As most Illinois residents are aware, the $150 billion state deficit continues grow, putting backbreaking stress upon the shoulders of public higher education institutions.
This stress, growing incrementally from as far back as the 1980s,which was the last time most institutions had received their full 33 percent of operating funds from the state, has thrown some difficult decisions into the laps of administration officials as they scratch their heads at the glaring multi-million dollar hole in the present budget.
In 2002, Parkland was provided nearly 22 percent of its funding by the state—a number that has dropped below ten percent in recent years. As 2015 huffed and puffed against the brick foundation, it has fallen even further, all the way down to zero. Yet, Parkland still stands, thanks to a hefty emergency savings account. But, now the piggy bank is shattered, and there is not enough glue to put it back together.
Larger schools, such as the University of Illinois or Illinois State University, with vast alumni networks and healthy foundations, have been able to weather the budget battle with little damage. At smaller schools, like Parkland, where enrollment has trended downward in recent years, the pain is more pronounced.
Enrollment declines at Parkland, undoubtedly influenced by the statewide elimination of the MAP grant for low-income students, was a big blow.
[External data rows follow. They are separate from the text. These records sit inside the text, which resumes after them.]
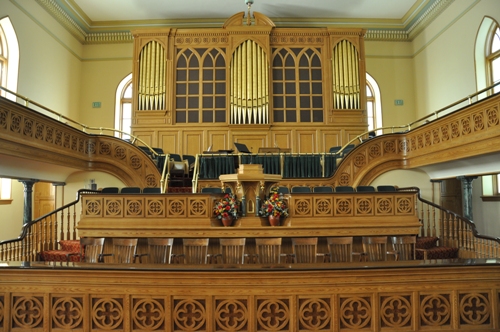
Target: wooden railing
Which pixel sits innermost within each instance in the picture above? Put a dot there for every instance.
(44, 233)
(61, 224)
(454, 230)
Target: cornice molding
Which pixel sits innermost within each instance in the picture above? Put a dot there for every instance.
(86, 36)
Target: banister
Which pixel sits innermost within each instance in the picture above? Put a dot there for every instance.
(469, 247)
(18, 244)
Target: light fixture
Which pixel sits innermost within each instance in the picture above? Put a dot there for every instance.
(249, 3)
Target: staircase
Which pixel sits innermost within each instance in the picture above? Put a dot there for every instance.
(430, 250)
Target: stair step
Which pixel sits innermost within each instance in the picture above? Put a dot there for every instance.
(438, 253)
(432, 251)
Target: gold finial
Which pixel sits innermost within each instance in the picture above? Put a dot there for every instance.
(249, 4)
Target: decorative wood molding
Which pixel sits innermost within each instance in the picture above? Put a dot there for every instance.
(85, 35)
(396, 296)
(28, 134)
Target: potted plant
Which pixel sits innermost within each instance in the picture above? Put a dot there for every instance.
(275, 207)
(226, 209)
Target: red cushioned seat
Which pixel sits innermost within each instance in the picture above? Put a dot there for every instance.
(67, 247)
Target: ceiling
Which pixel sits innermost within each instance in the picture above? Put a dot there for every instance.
(129, 10)
(98, 16)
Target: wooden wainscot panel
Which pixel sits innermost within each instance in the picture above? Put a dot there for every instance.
(192, 142)
(355, 214)
(281, 138)
(169, 140)
(252, 139)
(328, 139)
(115, 215)
(147, 136)
(218, 140)
(306, 141)
(367, 296)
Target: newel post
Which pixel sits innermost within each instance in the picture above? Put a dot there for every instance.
(467, 195)
(28, 199)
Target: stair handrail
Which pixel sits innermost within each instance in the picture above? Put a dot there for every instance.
(8, 248)
(455, 230)
(76, 124)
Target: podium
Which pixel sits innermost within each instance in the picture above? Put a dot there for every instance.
(250, 185)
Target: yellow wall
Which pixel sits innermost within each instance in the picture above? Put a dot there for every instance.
(391, 65)
(50, 57)
(444, 54)
(104, 66)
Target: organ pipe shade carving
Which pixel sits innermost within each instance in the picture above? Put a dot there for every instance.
(346, 87)
(249, 85)
(151, 85)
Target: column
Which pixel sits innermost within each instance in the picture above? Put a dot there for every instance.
(28, 199)
(467, 195)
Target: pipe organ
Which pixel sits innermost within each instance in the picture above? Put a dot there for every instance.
(249, 85)
(297, 88)
(346, 87)
(151, 85)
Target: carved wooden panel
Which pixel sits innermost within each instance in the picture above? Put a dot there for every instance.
(346, 301)
(192, 142)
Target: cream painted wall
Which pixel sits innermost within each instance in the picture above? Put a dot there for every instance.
(391, 65)
(50, 57)
(444, 54)
(11, 215)
(407, 178)
(485, 214)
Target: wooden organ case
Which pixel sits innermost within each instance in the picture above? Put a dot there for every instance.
(249, 82)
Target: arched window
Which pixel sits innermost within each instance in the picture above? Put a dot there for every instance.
(9, 58)
(9, 64)
(487, 61)
(493, 56)
(373, 104)
(123, 108)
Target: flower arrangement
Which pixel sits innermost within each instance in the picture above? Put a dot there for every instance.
(227, 206)
(275, 205)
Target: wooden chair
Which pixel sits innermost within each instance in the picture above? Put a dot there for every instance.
(386, 188)
(130, 190)
(232, 251)
(160, 250)
(151, 190)
(340, 249)
(323, 189)
(268, 250)
(374, 248)
(110, 190)
(365, 189)
(125, 251)
(404, 247)
(344, 189)
(305, 250)
(195, 251)
(301, 189)
(91, 250)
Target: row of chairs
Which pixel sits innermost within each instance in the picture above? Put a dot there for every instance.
(268, 250)
(131, 190)
(338, 189)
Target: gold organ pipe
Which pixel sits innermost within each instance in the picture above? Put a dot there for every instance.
(152, 68)
(346, 87)
(249, 78)
(141, 81)
(239, 82)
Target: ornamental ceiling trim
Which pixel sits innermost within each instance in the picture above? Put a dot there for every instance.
(122, 33)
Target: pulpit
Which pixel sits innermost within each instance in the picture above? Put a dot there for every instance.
(250, 185)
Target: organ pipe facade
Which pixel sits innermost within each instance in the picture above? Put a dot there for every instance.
(297, 88)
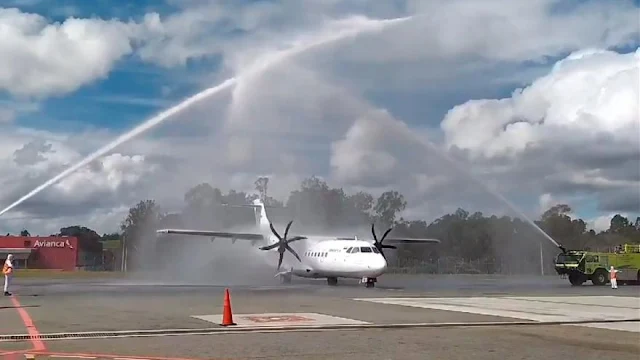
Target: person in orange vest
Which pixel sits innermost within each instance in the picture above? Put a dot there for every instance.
(7, 270)
(613, 275)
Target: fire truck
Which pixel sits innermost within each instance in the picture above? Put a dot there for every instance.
(581, 266)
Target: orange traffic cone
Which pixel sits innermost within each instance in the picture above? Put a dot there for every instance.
(227, 316)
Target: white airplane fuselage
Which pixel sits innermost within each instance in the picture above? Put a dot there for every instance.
(337, 259)
(320, 256)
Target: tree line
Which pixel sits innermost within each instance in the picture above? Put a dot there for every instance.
(499, 243)
(502, 243)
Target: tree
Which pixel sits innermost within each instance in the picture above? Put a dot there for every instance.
(261, 186)
(470, 241)
(619, 224)
(139, 233)
(388, 205)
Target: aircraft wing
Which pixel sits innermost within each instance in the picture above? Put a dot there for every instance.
(214, 234)
(391, 240)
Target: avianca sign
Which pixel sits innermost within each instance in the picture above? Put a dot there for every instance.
(52, 243)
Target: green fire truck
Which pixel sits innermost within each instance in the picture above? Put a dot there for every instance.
(580, 266)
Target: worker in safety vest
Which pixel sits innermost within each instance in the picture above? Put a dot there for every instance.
(613, 275)
(7, 270)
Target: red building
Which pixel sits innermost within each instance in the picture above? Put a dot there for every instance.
(35, 252)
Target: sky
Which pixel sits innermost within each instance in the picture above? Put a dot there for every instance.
(453, 103)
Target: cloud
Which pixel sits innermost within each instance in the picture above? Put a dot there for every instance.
(328, 110)
(576, 127)
(42, 59)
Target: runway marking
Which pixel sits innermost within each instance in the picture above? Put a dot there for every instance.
(541, 309)
(281, 319)
(38, 345)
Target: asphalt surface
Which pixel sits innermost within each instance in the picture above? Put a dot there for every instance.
(75, 306)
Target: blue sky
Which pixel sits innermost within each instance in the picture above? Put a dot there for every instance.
(417, 73)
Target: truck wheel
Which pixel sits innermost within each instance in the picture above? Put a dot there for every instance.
(599, 277)
(576, 279)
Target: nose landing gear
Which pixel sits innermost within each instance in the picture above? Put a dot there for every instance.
(369, 282)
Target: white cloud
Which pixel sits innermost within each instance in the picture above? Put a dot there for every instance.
(312, 114)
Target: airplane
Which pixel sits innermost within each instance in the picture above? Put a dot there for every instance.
(326, 257)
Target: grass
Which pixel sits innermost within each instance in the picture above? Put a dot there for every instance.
(62, 274)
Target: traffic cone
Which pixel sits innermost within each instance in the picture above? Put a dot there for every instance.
(227, 316)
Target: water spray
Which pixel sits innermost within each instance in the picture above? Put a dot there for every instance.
(492, 192)
(161, 117)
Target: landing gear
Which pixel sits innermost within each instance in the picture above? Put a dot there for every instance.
(599, 278)
(369, 282)
(285, 279)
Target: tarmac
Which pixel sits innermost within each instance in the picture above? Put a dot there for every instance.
(405, 317)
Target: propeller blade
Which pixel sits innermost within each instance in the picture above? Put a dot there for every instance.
(269, 247)
(296, 238)
(286, 231)
(273, 230)
(280, 260)
(385, 234)
(293, 252)
(373, 231)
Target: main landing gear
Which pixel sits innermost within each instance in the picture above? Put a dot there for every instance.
(285, 279)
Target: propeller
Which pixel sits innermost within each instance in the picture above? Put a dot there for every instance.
(283, 243)
(378, 243)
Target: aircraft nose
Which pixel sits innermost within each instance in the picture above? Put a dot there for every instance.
(379, 265)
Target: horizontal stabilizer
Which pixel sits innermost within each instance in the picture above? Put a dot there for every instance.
(411, 241)
(217, 234)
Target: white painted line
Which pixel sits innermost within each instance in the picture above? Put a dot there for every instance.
(539, 309)
(282, 319)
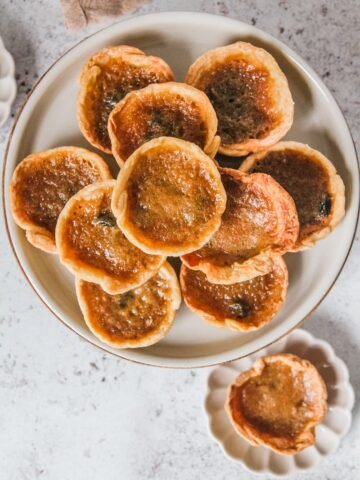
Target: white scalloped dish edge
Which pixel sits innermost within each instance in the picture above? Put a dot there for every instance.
(7, 83)
(328, 434)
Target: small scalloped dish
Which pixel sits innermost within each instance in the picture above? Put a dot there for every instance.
(7, 83)
(336, 424)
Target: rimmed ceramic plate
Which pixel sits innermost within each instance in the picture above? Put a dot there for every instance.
(334, 427)
(48, 119)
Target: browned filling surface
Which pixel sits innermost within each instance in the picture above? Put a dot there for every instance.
(43, 187)
(172, 197)
(131, 315)
(92, 235)
(305, 180)
(250, 302)
(246, 226)
(116, 80)
(241, 97)
(150, 117)
(277, 402)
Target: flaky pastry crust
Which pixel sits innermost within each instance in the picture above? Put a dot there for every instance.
(107, 65)
(310, 405)
(279, 219)
(162, 288)
(309, 234)
(39, 177)
(243, 306)
(168, 198)
(92, 247)
(165, 109)
(277, 103)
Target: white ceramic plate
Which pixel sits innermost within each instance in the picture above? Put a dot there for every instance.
(328, 434)
(48, 119)
(7, 83)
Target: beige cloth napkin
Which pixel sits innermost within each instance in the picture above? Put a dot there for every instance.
(79, 13)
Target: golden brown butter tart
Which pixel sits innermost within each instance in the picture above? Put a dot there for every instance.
(92, 246)
(106, 78)
(278, 403)
(250, 95)
(136, 318)
(168, 198)
(241, 306)
(43, 182)
(162, 110)
(311, 179)
(259, 223)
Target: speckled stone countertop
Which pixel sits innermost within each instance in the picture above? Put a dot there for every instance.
(67, 411)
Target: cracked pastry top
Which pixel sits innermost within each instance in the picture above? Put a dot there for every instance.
(43, 182)
(168, 198)
(311, 179)
(259, 223)
(278, 403)
(106, 78)
(137, 318)
(92, 246)
(162, 110)
(249, 93)
(241, 306)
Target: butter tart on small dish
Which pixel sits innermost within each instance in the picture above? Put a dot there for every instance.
(259, 223)
(250, 95)
(162, 110)
(278, 403)
(137, 318)
(106, 78)
(311, 179)
(43, 182)
(92, 246)
(168, 198)
(240, 306)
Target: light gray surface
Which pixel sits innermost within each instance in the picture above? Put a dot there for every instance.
(66, 410)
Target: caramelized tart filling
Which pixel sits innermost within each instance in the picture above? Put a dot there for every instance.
(277, 402)
(249, 302)
(305, 180)
(246, 225)
(43, 187)
(131, 315)
(170, 195)
(142, 120)
(240, 95)
(116, 80)
(92, 235)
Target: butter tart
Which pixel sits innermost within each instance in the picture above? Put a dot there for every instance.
(105, 80)
(43, 182)
(92, 246)
(136, 318)
(162, 110)
(240, 306)
(168, 198)
(312, 181)
(259, 223)
(278, 403)
(250, 95)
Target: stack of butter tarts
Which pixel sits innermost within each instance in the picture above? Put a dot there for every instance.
(171, 197)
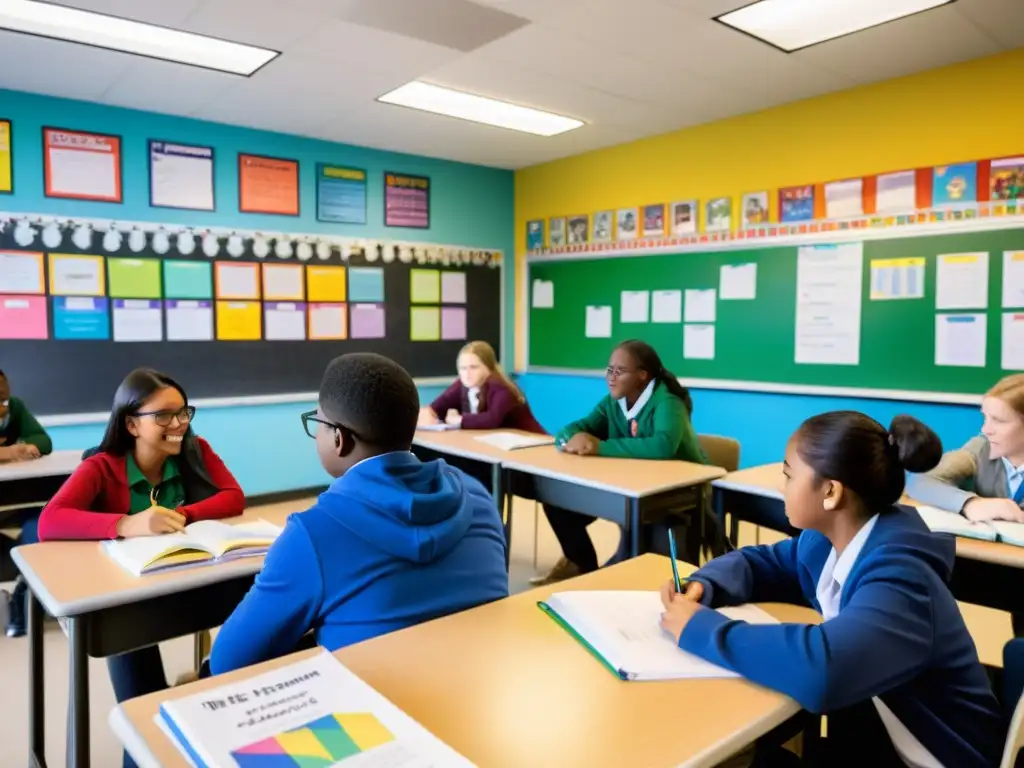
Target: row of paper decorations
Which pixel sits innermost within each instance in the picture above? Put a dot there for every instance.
(965, 190)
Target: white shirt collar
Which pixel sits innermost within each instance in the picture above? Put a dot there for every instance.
(631, 413)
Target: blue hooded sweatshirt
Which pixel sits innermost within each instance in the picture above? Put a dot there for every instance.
(899, 635)
(392, 543)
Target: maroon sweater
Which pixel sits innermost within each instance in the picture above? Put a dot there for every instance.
(500, 409)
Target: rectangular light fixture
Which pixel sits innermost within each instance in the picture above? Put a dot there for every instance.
(792, 25)
(439, 100)
(101, 31)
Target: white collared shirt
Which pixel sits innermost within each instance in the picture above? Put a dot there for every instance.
(829, 594)
(631, 413)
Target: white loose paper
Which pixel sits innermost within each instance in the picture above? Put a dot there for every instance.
(737, 282)
(634, 306)
(598, 323)
(667, 306)
(962, 282)
(961, 340)
(698, 342)
(700, 305)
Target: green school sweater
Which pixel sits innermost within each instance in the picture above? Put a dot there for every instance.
(23, 427)
(664, 429)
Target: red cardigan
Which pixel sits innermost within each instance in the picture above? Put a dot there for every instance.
(95, 498)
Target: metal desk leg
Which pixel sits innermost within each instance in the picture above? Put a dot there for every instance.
(37, 684)
(78, 732)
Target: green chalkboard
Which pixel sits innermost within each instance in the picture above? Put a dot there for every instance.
(756, 339)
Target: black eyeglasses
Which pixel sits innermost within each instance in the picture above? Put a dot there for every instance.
(164, 418)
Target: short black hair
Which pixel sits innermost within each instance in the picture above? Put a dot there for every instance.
(373, 396)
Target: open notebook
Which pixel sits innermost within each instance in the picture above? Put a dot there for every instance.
(623, 630)
(941, 521)
(202, 543)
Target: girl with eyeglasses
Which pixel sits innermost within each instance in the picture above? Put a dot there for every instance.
(151, 475)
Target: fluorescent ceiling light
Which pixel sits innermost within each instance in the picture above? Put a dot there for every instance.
(72, 25)
(791, 25)
(440, 100)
However, Parkland did step up, financing it all at the cost of almost a million dollars. That did not happen again this semester.
“This is the worst it’s ever been, at least in the community college system’s 50-year history,” said Parkland College President Tom Ramage in an interview with The News-Gazette last November. “This is the worst budget year ever.”
To counteract this problem, Ramage recently proposed the elimination of financial aid grants for more than 1,000 students, continued vacancy for more than 20 faculty and staff positions, and suspension of two athletic programs and almost $500,000 of tuition waivers.
To all of this, there has been little defense from the board, other than a ‘you gotta do what you gotta do’ face, hands raised in the air.
Last Wednesday, everyone finally got their hands dirty.
The board discussed, and passed, the motion to reduce KY-17 tuition waivers, which includes theater and music students, by 50 percent and completely eliminate international student scholarships.
It’s not as bad as it seems, however.
The international student scholarship waiver only effects a maximum of five, second-year, high-merit students that are awarded the difference between out of district and in district tuition: about $359 per credit hour.
There is still debate about eliminating the Board of Trustees Scholarship, suspending two of Parkland’s eight spring sports, and cuts or furloughs in all areas of the college. No matter how it’s done, $1.5 to $2 million in budget cuts need to be implemented immediately at Parkland.
As the public session of the board meeting came to a close, I think everyone felt a little piece of the tremendous weight Parkland feels presently. When everything is laid out so blatantly, it is easy get lost in the negative, but what we really need to concentrate on and celebrate is the simple fact that Parkland is still around. Many other schools in the state are in a much dire of a situation that we are.
After all, Parkland has her 50th birthday this year. We can cry if we want to, but somehow I do not think I will see much of that happening.